でも前兆といえるほど間があったわけじゃない。


深夜に起きた頻脈の発作からそれは始まった・・・


やっと仕事を終えて夜の11時近くにやっとの思いで自宅に帰ってきた。
PCの電源を入れてメールのチェック。
いつもどおりにインターネットをやっていた。
食欲なんてあまりの疲れで飛んで行ってしまっていた。


携帯が鳴る。
彼女からのメールの着信音ではない。

携帯のディスプレイには上司の名前。
「なんだよ。こんな時間に!」
そう思いながら出た。


今思えば、こんな非常識な時間帯の電話になんか出なきゃよかったんだ。


内容は残業についてのダメだし。
途中で話を聞くのも嫌になり聞き流してはいたものの
「どうだ!オレの言ってること違うか?どうだ?」
追い詰めるような口調で意見を語らせようとする上司。
疲れた体に思考能力の低下したその時間帯の自分にはただの脅迫でしかなかった。
言いたいことだけ一方的に話すと上司の電話は切れた。


あとには左手に携帯を握り締め
ぐったりと座椅子に寄りかかるように座っている自分がいた。


「ツー・・・・・・」


無機質な電話の音が静かな部屋に響いていた。


通話を切るボタンを押すことを忘れていたのを思い出し
慌てて通話を切るボタンを押した。


それから数分後・・・


ボクの心臓に異変が起きた。


トクトクトクトク・・・


運動もしていないのにボクの心臓が勝手に鼓動を早めた。
100mを全力で駆け抜けたとき以上の鼓動の早さだった。
異常なまでの鼓動の早さ。

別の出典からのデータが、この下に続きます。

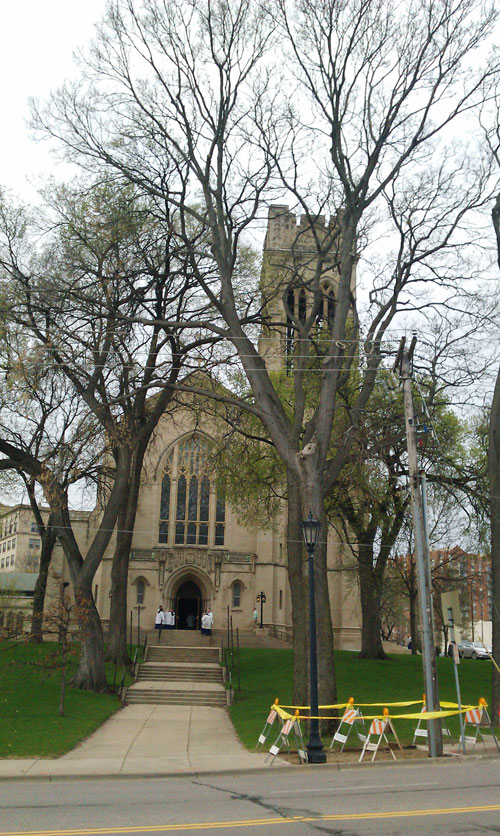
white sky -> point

そしてその嫌悪感。


実際は30秒くらいだったのだろうか
でも、発作の起きている間は数分間にも感じた。


あまりの信じられない出来事に
冷や汗が流れるのを感じながらボクの目は見開き
右手は心臓の辺りを押さえてはいたが
左手はPCのキーボードの『D』に触れていたため
開いていた画面上のエクセルには


dddddddddddddddddddddddddddddddddddddddddddddddddddddddddd


と数え切れないくらい打たさっていた。